I've got a class called APC::Event.  The idea is that when you instantiate
one of these objects, you are signalling that a particular event has
happened; ergo, it takes the information you specified, deduces a bunch
more stuff, and logs all of it to a database.  Afterwards it sticks around
and provides an interface to that record (or the whole table, actually).

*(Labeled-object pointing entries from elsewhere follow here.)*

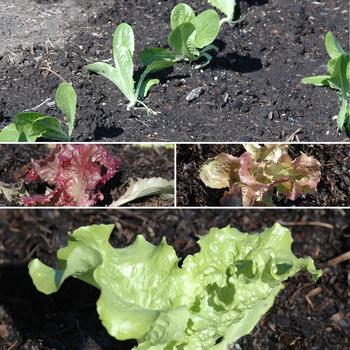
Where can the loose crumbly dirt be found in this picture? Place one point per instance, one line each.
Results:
(252, 89)
(135, 162)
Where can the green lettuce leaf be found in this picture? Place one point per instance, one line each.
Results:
(217, 296)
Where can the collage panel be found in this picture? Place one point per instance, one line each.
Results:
(278, 174)
(85, 175)
(192, 268)
(204, 149)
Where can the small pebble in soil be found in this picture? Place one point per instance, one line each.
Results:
(194, 93)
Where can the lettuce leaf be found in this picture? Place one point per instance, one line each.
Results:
(76, 171)
(253, 176)
(217, 296)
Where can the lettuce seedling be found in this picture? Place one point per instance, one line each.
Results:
(339, 68)
(29, 126)
(122, 74)
(217, 296)
(191, 36)
(76, 171)
(253, 176)
(228, 8)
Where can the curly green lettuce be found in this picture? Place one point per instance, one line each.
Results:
(217, 296)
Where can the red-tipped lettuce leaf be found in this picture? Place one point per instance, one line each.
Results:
(76, 171)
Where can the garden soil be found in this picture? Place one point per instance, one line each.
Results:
(305, 315)
(251, 90)
(135, 163)
(332, 190)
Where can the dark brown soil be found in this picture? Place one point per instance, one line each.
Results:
(252, 87)
(135, 162)
(332, 190)
(68, 318)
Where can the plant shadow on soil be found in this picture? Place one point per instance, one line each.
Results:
(253, 89)
(66, 319)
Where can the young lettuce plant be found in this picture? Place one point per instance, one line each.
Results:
(339, 68)
(251, 177)
(217, 296)
(122, 74)
(29, 126)
(191, 36)
(76, 171)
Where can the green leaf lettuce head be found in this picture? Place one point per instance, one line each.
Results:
(217, 296)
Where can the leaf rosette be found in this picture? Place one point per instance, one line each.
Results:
(252, 177)
(214, 298)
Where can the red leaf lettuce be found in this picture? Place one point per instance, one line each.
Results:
(252, 176)
(76, 171)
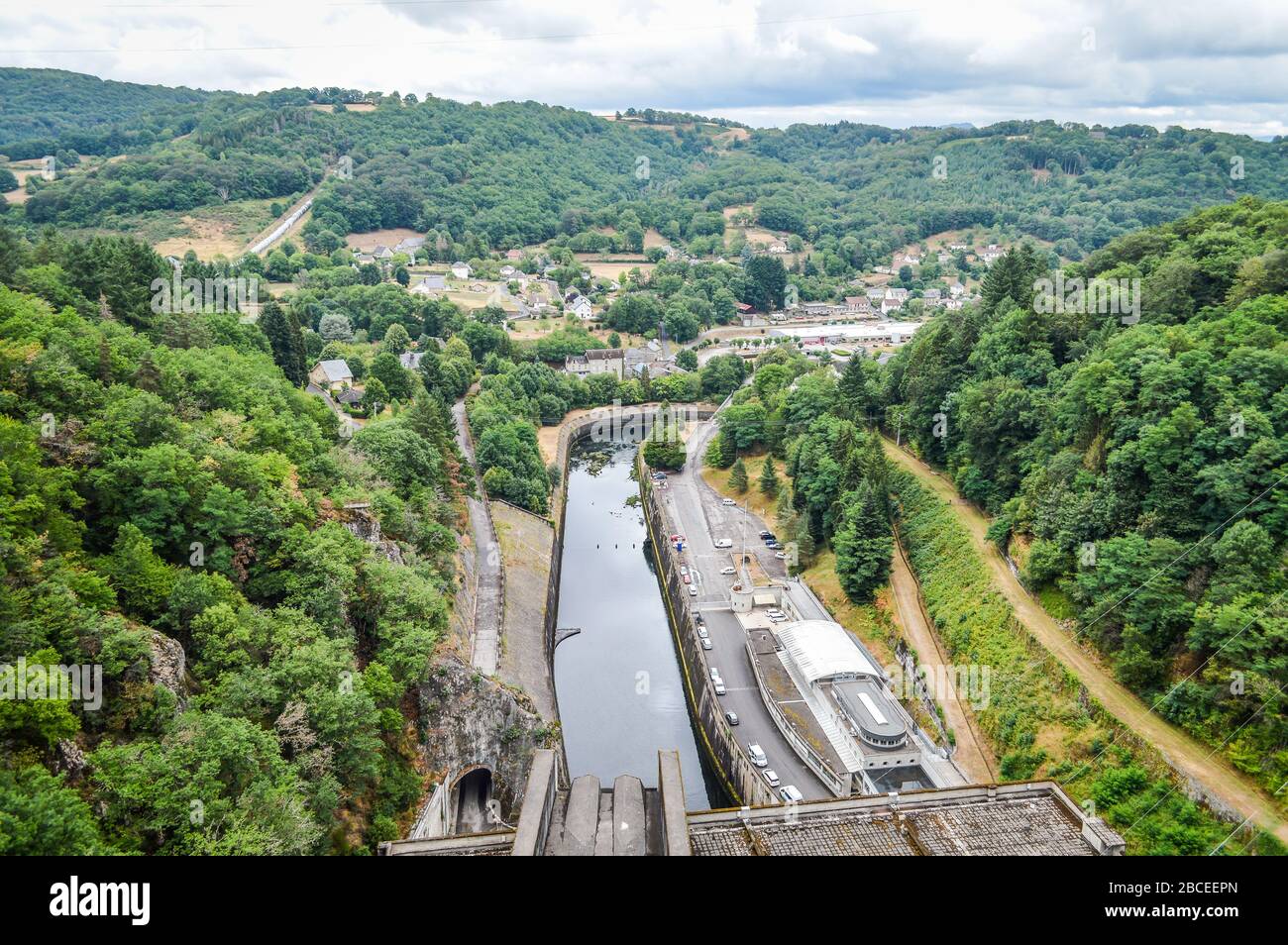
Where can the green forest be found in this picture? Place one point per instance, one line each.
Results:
(516, 174)
(160, 488)
(1146, 456)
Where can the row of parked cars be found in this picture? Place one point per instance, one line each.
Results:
(790, 793)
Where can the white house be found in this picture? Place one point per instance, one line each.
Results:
(331, 374)
(596, 361)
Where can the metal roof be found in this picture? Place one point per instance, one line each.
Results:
(823, 649)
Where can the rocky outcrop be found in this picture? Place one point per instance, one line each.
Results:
(472, 720)
(366, 525)
(168, 665)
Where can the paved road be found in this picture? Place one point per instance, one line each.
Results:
(700, 518)
(348, 425)
(1192, 759)
(488, 601)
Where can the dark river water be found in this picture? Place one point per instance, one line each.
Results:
(621, 694)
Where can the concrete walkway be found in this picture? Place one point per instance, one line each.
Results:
(488, 601)
(1189, 757)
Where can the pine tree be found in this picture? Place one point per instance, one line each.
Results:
(805, 546)
(863, 545)
(299, 376)
(728, 450)
(769, 477)
(146, 374)
(738, 476)
(785, 512)
(286, 344)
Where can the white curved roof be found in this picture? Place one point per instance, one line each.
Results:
(823, 649)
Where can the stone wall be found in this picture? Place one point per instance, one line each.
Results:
(472, 720)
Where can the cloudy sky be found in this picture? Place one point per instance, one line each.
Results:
(765, 62)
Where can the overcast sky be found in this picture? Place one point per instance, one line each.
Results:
(765, 62)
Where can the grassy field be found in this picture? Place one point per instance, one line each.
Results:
(209, 232)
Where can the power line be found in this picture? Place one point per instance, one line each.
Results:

I've just discovered the Tie::DBI modules, and they seem like exactly what
I want here, but I'm wondering if the following is going to get me in
trouble:


sub new {
my ($proto, %args) = @_;

my %self;
my $database_handle =$args{ dbh }
  || DBH(\%default_database_params,
 {PrintError = 0, RaiseError = 1}
);
tie %self, Tie::DBI, { db   = $database_handle,
   CLOBBER  = 1,   #  Allow INSERT and UPDATE,
#  but not DELETE
 };


my $class =ref $proto# Are we being called as a class or
|| $proto# instance method?
|| 'APC::Event';

bless \%self, $class;
}


I haven't done that much with tie in the past, and I've never done
anything where I tied an object and then blessed it, so I'm not quite sure
what the implications are.  Specifically,


1) As I understand it, tie() uses bless() under the hood; is this correct?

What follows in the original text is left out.